Riforma PA. Grasselli (Fvm): “No al dirigismo politicante”

Riforma PA. Grasselli (Fvm): “No al dirigismo politicante”
Il presidente della Federazione Veterinari e Medici contro le dichiarazioni del ministro Madia sul taglio del 50% delle agibilità sindacali. “Intervento che la ministra per altro ha motivato solo con l'urgenza di dare in pasto all'opinione pubblica una punizione contro una casta nuova, finalmente diversa da quella dei politici”.

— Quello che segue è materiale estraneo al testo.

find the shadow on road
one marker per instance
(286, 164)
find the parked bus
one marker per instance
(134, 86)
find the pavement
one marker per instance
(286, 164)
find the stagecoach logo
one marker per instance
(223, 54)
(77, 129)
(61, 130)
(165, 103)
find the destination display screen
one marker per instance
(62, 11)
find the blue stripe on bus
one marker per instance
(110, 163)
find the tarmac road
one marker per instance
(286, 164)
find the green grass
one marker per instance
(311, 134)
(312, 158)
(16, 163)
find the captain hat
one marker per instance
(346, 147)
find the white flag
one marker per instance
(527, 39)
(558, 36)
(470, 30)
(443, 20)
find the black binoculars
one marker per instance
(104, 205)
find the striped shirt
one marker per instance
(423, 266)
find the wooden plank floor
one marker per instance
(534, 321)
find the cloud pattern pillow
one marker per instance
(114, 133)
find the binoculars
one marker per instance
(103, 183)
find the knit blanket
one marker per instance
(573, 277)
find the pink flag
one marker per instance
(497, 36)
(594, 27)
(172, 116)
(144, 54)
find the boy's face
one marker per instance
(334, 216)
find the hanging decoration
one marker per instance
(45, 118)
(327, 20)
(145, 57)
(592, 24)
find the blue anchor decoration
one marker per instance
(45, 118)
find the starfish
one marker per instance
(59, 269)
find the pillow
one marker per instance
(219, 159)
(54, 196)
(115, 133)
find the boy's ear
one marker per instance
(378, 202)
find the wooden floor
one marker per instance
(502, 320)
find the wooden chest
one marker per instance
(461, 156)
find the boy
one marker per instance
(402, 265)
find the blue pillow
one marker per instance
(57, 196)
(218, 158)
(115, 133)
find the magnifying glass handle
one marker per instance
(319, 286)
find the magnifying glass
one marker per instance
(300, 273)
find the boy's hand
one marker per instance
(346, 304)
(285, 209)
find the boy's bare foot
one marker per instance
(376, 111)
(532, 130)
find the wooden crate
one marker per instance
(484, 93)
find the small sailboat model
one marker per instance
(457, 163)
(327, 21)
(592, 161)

“Rottamare il 50% dei diritti di rappresentanza dei sindacati può essere una priorità ? Certamente se si vuole demolire quella parte di costituzione che tutela i diritti dei lavoratori a favore di un dirigismo politicante che distribuisce denari ai bisognosi (80 euro) mentre impedisce la contrattazione nazionale degli altri lavoratori i quali, nel modello di società futura prevedibile, potranno essere comperati, premiati, promossi e pensionati sulla base di graziose elargizioni individuali che il potere esecutivo potrà conferire e togliere al di fuori e al di sopra di qualsiasi rappresentanza sindacale e di qualsiasi legge o contratto collettivo”. Così il presidente di FVM Cosmed Aldo Grasselli replica alle dichiarazioni rilasciate nei giorni scorsi dal ministro Marianna Madia in merito alle ipotesi di un taglio del 50% delle agibilità sindacali.

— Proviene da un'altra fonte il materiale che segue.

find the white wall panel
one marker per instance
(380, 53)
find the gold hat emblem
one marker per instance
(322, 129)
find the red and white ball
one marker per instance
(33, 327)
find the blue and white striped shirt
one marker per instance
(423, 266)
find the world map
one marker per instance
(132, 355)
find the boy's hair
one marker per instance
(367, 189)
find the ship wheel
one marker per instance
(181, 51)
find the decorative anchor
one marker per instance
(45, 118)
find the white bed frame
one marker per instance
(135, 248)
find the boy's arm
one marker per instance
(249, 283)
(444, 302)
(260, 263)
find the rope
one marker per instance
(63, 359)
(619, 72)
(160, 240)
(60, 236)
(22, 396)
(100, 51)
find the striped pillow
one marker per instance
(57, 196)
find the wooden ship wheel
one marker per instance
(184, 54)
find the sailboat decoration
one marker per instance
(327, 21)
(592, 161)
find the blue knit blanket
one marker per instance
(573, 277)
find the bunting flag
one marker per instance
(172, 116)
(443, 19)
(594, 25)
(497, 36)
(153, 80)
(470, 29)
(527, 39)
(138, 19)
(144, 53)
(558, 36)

“Il Ministro, però – evidenzia Grasselli – dimentica che nell'incontro con le Confederazioni che si è svolto a Palazzo Vidoni il 12 giugno  le critiche e le proposte correttive che le Confederazioni hanno sollevato sono state numerose  su tutti i punti della riforma e che la ministra Madia, sentito il clima, si era limitata a dire che i testi forniti dalla stampa non avevano nulla di ufficiale e che disconosceva le stesse bozza uscite, a sua insaputa, dal ministero. Le critiche delle Confederazioni in modo quasi del tutto unanime  hanno riguardato i temi del lavoro, del precariato, del turn over, dei contratti e  dell'innovazione mentre hanno generosamente e elegantemente evitato di contestare alla ministra l'intervento sui diritti sindacali. Intervento che la ministra per altro ha motivato solo con l'urgenza di dare in pasto all'opinione pubblica una punizione contro una casta nuova, finalmente diversa da quella dei politici già piuttosto mal vista nel paese”.

“Il Governo Renzi – conclude Grasselli – sta facendo quello che Berlusconi e Brunetta non erano stati capaci di fare: una riforma iper liberista del mondo del lavoro. A Berlusconi lo chiedeva l'Europa, Renzi, come ama ripetere, lo fa perché ciò che c'è da fare lo sa da solo”.